7 Key Themes in Maximising Your Performance Testing Outcomes
Having recently been engaged to evaluate a client's approach to load testing a web-based application, we wanted to share some of the themes arising from the outcomes in the hope that some of these can assist you in your own performance testing journey.
To set the scene, the system under test provided a client-centric healthcare viewing capability. It was implemented as an ASP.NET Model View Controller (MVC) web application backed by a set of .NET Windows Communication Foundation (WCF) web services and hosted in Internet Information Services (IIS) on the client's own data centre infrastructure. The MVC web application provided users with a view of client data obtained via the WCF web services, with some of this data in turn obtained on-demand from a remote third-party service.

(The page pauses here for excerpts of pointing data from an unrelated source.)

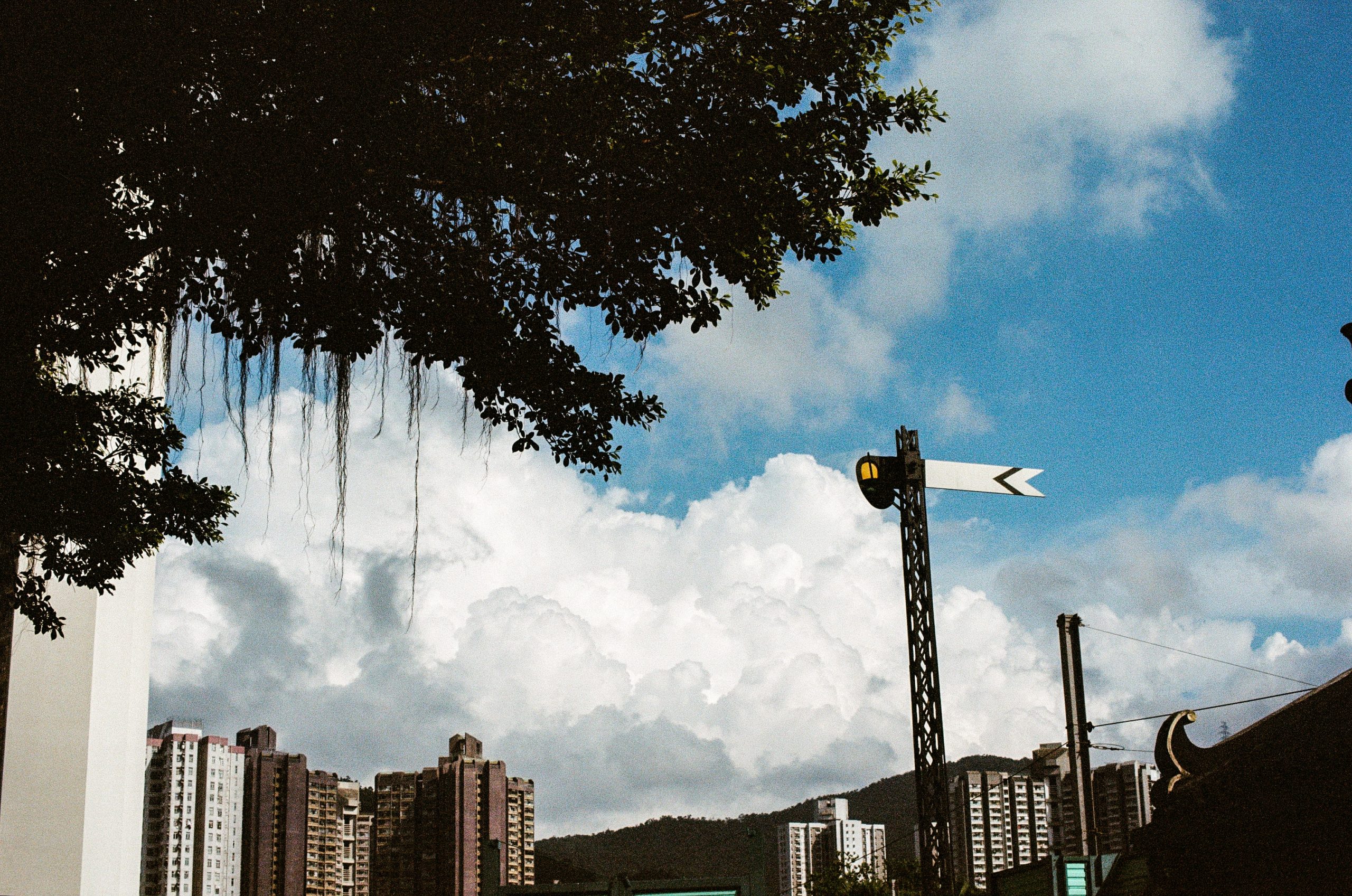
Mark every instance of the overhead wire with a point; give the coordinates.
(1215, 706)
(1155, 644)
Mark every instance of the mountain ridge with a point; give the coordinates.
(683, 846)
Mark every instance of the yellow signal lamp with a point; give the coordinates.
(877, 480)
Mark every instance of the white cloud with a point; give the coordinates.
(1083, 110)
(744, 655)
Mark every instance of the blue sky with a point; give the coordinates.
(1128, 363)
(1135, 279)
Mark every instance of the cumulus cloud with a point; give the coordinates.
(743, 655)
(1059, 110)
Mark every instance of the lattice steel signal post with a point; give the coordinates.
(901, 482)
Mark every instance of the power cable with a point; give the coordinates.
(1215, 706)
(1264, 672)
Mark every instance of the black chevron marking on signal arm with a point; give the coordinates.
(1005, 476)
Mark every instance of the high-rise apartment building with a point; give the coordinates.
(392, 857)
(521, 830)
(806, 848)
(1000, 820)
(324, 832)
(1121, 802)
(1052, 764)
(275, 817)
(433, 827)
(353, 842)
(192, 819)
(365, 849)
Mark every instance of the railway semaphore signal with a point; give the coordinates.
(901, 482)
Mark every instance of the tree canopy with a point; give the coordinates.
(444, 182)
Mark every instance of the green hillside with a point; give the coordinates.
(717, 848)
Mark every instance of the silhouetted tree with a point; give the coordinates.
(435, 182)
(840, 879)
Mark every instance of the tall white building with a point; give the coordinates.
(75, 737)
(1000, 820)
(349, 842)
(194, 808)
(805, 848)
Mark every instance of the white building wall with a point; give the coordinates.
(75, 741)
(75, 745)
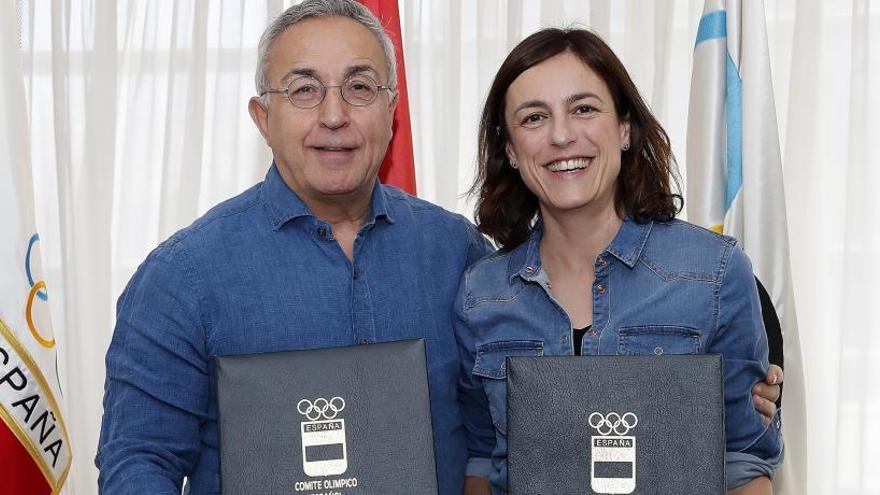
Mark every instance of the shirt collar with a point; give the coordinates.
(629, 242)
(282, 204)
(627, 246)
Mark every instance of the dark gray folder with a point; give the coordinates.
(615, 424)
(349, 420)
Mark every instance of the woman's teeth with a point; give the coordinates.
(566, 165)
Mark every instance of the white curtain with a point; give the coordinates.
(139, 124)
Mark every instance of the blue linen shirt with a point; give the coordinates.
(261, 273)
(671, 288)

We were engaged to evaluate the client's approach to load testing and to make any suggestions we could for process or configuration changes that could affect the outcomes of their test efforts. While we weren't able to influence the architecture of the overall solution as part of this engagement, if possible, we were also to identify bottlenecks within specific components.
Here are some of the key themes we encountered during this evaluation, together with some fairly specific examples of recommendations we made where these themes were affecting the test outcomes.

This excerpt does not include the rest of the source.